One might well wonder just how A & E might have been expected to know the difference between good and evil, and to know it was evil to disobey god, before they ate of the tree of knowledge of good and evil and thereby learned the difference between good and evil. Must be another of those mysteries of faith.

But I digress, and we should be more reverent. It is, after all, Holy Week and we are exploring just what the soon-to-be-resurrected Lord did during that week before he was killed as a child sacrifice to his Father God and came alive again after two nights and one day in the tomb in which his dead body was laid.

So far this week, Jesus has ridden an ass into the city of Jerusalem. He has engaged in delinquent behavior by his actions of criminal mischief in the temple, and he has cursed unto death an innocent plant, a fig tree that did then in fact die.
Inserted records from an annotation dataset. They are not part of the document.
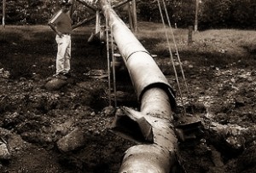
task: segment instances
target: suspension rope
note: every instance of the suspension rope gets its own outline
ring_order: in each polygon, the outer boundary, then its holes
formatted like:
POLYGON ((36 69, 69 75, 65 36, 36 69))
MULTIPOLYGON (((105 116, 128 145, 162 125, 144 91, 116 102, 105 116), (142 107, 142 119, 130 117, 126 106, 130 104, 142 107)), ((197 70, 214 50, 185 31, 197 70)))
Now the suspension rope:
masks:
POLYGON ((113 37, 112 32, 112 26, 110 26, 110 33, 111 33, 111 55, 112 55, 112 70, 113 70, 113 97, 114 97, 114 107, 117 107, 117 101, 116 101, 116 78, 115 78, 115 60, 113 57, 113 37))
POLYGON ((182 72, 182 75, 183 75, 183 81, 184 81, 184 84, 185 84, 185 88, 186 88, 187 95, 189 96, 190 95, 189 95, 189 88, 188 88, 186 78, 185 78, 183 68, 183 66, 182 66, 182 63, 181 63, 181 61, 180 61, 180 56, 179 56, 179 54, 178 54, 177 46, 177 43, 176 43, 176 41, 175 41, 173 30, 172 28, 172 26, 171 26, 171 21, 170 21, 170 18, 169 18, 167 8, 166 8, 166 3, 165 0, 163 0, 163 4, 164 4, 165 12, 166 12, 166 19, 167 19, 167 21, 168 21, 170 32, 172 33, 172 41, 173 41, 173 43, 174 43, 174 46, 175 46, 175 50, 176 50, 177 57, 177 60, 178 60, 179 66, 180 66, 181 72, 182 72))
POLYGON ((165 20, 164 20, 164 16, 163 16, 163 14, 162 14, 162 9, 161 9, 160 0, 157 0, 157 3, 158 3, 159 10, 160 10, 160 17, 161 17, 161 20, 162 20, 163 26, 164 26, 164 29, 165 29, 166 37, 166 41, 167 41, 167 44, 168 44, 168 49, 169 49, 169 53, 170 53, 171 61, 172 61, 172 66, 173 66, 174 73, 175 73, 175 78, 176 78, 176 80, 177 80, 177 87, 178 87, 178 91, 179 91, 179 94, 180 94, 180 96, 181 96, 182 105, 183 105, 183 107, 184 113, 186 113, 186 109, 185 109, 184 103, 183 103, 183 93, 181 91, 177 70, 176 70, 176 67, 175 67, 175 65, 174 65, 174 59, 173 59, 173 55, 172 55, 172 53, 171 43, 170 43, 170 41, 169 41, 167 30, 166 30, 166 25, 165 25, 165 20))
POLYGON ((111 82, 110 82, 110 58, 109 58, 109 38, 108 38, 108 20, 106 19, 106 47, 107 47, 107 59, 108 59, 108 104, 111 106, 111 82))

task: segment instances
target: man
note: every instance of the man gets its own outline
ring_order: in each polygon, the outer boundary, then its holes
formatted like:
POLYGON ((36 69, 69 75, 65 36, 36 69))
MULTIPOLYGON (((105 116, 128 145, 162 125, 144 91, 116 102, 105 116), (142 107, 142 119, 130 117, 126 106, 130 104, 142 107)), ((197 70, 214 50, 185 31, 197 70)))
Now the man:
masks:
POLYGON ((61 0, 61 9, 49 21, 49 26, 56 33, 58 44, 56 73, 53 77, 60 79, 67 79, 70 76, 72 20, 68 12, 71 5, 68 0, 61 0))

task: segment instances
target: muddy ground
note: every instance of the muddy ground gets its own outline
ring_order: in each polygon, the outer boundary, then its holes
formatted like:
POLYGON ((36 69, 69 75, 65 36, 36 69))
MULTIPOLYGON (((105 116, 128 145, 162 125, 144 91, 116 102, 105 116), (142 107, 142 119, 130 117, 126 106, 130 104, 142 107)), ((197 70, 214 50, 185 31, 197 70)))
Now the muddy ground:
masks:
MULTIPOLYGON (((10 153, 1 159, 1 172, 117 172, 125 151, 135 145, 109 131, 115 109, 108 107, 106 52, 86 43, 90 33, 74 32, 73 77, 56 90, 45 88, 55 72, 56 52, 49 30, 32 32, 30 38, 12 35, 1 40, 0 141, 10 153), (96 75, 92 70, 103 71, 96 75), (61 151, 60 141, 73 132, 81 134, 82 142, 61 151)), ((146 49, 155 43, 143 43, 146 49)), ((232 53, 180 52, 189 87, 188 95, 179 75, 186 113, 168 55, 154 53, 177 92, 174 124, 200 122, 194 129, 184 127, 188 136, 177 134, 182 172, 256 172, 255 49, 244 48, 227 64, 211 58, 231 58, 232 53), (243 63, 245 59, 250 63, 243 63)), ((139 108, 125 71, 117 74, 117 90, 118 107, 139 108)))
Wonder if Jesus thought having a fig tree that had no figs on it was worse than a female hemp plant that had lots of leaves on it? Or humans who had no clothes on them?

There are adventures yet to come in our discussions of Holy Week. So check back and see what other foolishness religion wants us to believe on the pain of our immortal souls suffering forever in a lake of fire.

We are, after all, on a countdown to Easter Sunday. Time to stock up on hot cross buns and to dye them Easter eggs. What do these things have to do with the death, burial, and resurrection of Jesus? Nothing whatsoever.

And, it was noted today, from a posted notice, that the local court clerk’s office closes at noon on this coming Friday to celebrate “Good Friday.” How can that be in a country that does not permit the state to do anything in support of any religion? The answer must be another mystery of faith.

And now you know why god hates figs.

Edwin.
Edwin Kagin © 2012,

Comments

  1. papango says

    We have both Friday and Monday as public holidays here in New Zealand. We are a very secular country, but because the seasons are swapped around down here this is pretty much the last of the semi-good weather, and it would be a brave politiican who tried to interfere with the nation’s annual pilgrimage to the garden centre sales.

  2. NoAstronomer says

    The fig tree story is quite possibly the most bizarre episode in the entire bible. Jesus can cure the blind, and lepers, he can feed five thousand people with just a few fish and loaves of bread, he can even raise the dead, but apparently getting a fig tree to produce figs is really effin difficult.

    And then he gets mad at it.

  3. Alvin Alcibiades says

    Would that the US was indeed a “…a country that does not permit the state to do anything in support of any religion”. Unfortunately, the Constitution merely endows us with freedom OF religion, not freedom from it.

    That’s one thing the communists got right: Official State atheism.